Dolan Media Newswires
Portland, OR — Construction of new wind farms in Oregon usually begins in spring, when developers hope for dry weather. But this spring, developers are concerned about more than just rain.
The Federal Aviation Administration last month sent a notice of presumed hazard for Caithness Energy’s Shepherd’s Flat wind farm in Arlington, saying one of the project’s 303 turbines could interfere with transmissions from a Department of Defense-owned radar station in nearby Fossil.
Now, a study to determine whether the turbine could interfere with signals from the radar station will hold up the Eastern Oregon project well into summer. And wind developers, such as Chris Taylor, chief development officer of Element Power, worry that their projects may be delayed in the future.
“The troubling thing is this project was developed properly and responsibly,” Taylor said. “We need a system (with the FAA) that allows you to tell early on where the problem areas are.

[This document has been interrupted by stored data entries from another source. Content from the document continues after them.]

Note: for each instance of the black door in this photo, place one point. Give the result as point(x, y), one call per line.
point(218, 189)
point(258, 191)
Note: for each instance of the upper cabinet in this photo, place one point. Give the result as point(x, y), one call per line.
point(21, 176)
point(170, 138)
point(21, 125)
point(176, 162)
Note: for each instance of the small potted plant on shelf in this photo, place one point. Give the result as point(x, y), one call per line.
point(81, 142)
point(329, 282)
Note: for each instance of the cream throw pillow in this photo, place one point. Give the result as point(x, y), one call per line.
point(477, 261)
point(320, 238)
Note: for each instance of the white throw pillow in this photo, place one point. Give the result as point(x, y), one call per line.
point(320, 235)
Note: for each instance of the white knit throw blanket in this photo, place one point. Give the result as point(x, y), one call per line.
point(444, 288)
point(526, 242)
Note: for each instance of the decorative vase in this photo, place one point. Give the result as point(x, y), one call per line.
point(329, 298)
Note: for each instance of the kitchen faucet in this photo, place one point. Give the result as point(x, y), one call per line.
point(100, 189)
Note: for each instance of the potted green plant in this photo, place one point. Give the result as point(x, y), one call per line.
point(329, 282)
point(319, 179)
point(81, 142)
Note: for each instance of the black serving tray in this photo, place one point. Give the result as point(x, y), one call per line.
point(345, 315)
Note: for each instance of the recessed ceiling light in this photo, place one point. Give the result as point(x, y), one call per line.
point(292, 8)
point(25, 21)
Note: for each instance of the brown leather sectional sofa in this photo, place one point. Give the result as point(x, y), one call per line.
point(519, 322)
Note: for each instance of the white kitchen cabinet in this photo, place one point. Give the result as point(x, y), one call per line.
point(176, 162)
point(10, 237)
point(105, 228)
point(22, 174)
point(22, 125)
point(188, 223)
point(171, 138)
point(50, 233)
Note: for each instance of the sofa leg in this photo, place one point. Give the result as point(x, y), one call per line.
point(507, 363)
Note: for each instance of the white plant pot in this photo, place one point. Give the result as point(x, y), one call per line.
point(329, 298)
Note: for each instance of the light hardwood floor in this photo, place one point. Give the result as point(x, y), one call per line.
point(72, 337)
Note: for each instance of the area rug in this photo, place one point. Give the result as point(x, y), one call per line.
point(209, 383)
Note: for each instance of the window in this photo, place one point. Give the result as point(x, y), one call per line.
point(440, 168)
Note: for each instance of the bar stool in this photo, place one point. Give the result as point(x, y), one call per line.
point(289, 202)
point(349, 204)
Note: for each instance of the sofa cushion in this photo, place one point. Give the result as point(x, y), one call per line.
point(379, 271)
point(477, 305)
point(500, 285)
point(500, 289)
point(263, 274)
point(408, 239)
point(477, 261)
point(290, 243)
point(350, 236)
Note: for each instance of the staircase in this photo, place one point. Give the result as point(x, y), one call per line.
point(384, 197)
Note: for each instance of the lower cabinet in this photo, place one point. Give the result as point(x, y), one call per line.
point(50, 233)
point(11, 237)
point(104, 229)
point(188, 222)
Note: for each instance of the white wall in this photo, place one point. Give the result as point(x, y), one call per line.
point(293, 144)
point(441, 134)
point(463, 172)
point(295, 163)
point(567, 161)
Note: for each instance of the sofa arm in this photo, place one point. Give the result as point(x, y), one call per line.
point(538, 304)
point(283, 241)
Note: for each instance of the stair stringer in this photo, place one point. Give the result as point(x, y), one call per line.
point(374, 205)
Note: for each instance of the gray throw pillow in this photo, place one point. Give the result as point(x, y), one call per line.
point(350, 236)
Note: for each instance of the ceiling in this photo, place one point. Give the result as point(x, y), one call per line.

The fact that they came at the 11th hour is what is really problematic.”
Laura Brown, spokeswoman for the FAA, said Caithness Energy filed a notice with the FAA in September 2009, but a notice of presumed hazard wasn’t issued by the FAA until March 1, a few weeks before project construction was scheduled to begin.
Caithness had poured concrete for Shepherd’s Flat and bought all of the turbines it needed from General Electric, according to John Audley, executive director of the Renewable Northwest Project, a nonprofit that performs advocacy work for Oregon’s clean energy industry. Now those turbines are waiting at a terminal in the Port of Tacoma.
“Investors are in a Catch-22 here,” Audley said. “The window for construction is very narrow. You have to start building now to be done by October, when the rain starts, and then be sufficiently completed by the end of the year to qualify for federal tax incentives.”
One of the difficulties in planning a wind farm project, Taylor said, is that developers will go through dozens of potential turbine layouts between concept and completion to ensure that the turbines are generating the most energy possible.
But Taylor said the FAA lacks the resources to review multiple designs. Instead, it asks developers to submit an initial layout and use that to determine whether the project presents a hazard. Later, a wind developer has to resubmit the project for final approval if any changes have been made. As a result, it could be rejected.
“The concerns stem from the fact that this project sought and was given approval by FAA and they went back for final approval with minimal changes, the opinion changed,” Audley said. “That’s hard on a business making investments and financing decisions.”
“The irony is, you could stick with the unoptimized layout that has been approved by FAA and build a less efficient wind farm,” Taylor said. “We need a system that allows you to tell early on where the problem areas are. Something like, anything under 450 feet tall is OK. That’s the clarity we need.”
The increase in wind projects seeking the OK from the FAA has challenged the federal agency. Brown said that in 2004 her office saw 4,000 applications for wind turbines each year. Today, it sees 30,000 per year.
“We have been telling the wind turbine industry for a number of years that we need eight to 12 months to do these reviews,” Brown said. “We recognize that the developers want to proceed quickly. But since we have to review every single turbine, on a project that involves hundreds of turbines, that’s a bigger task.”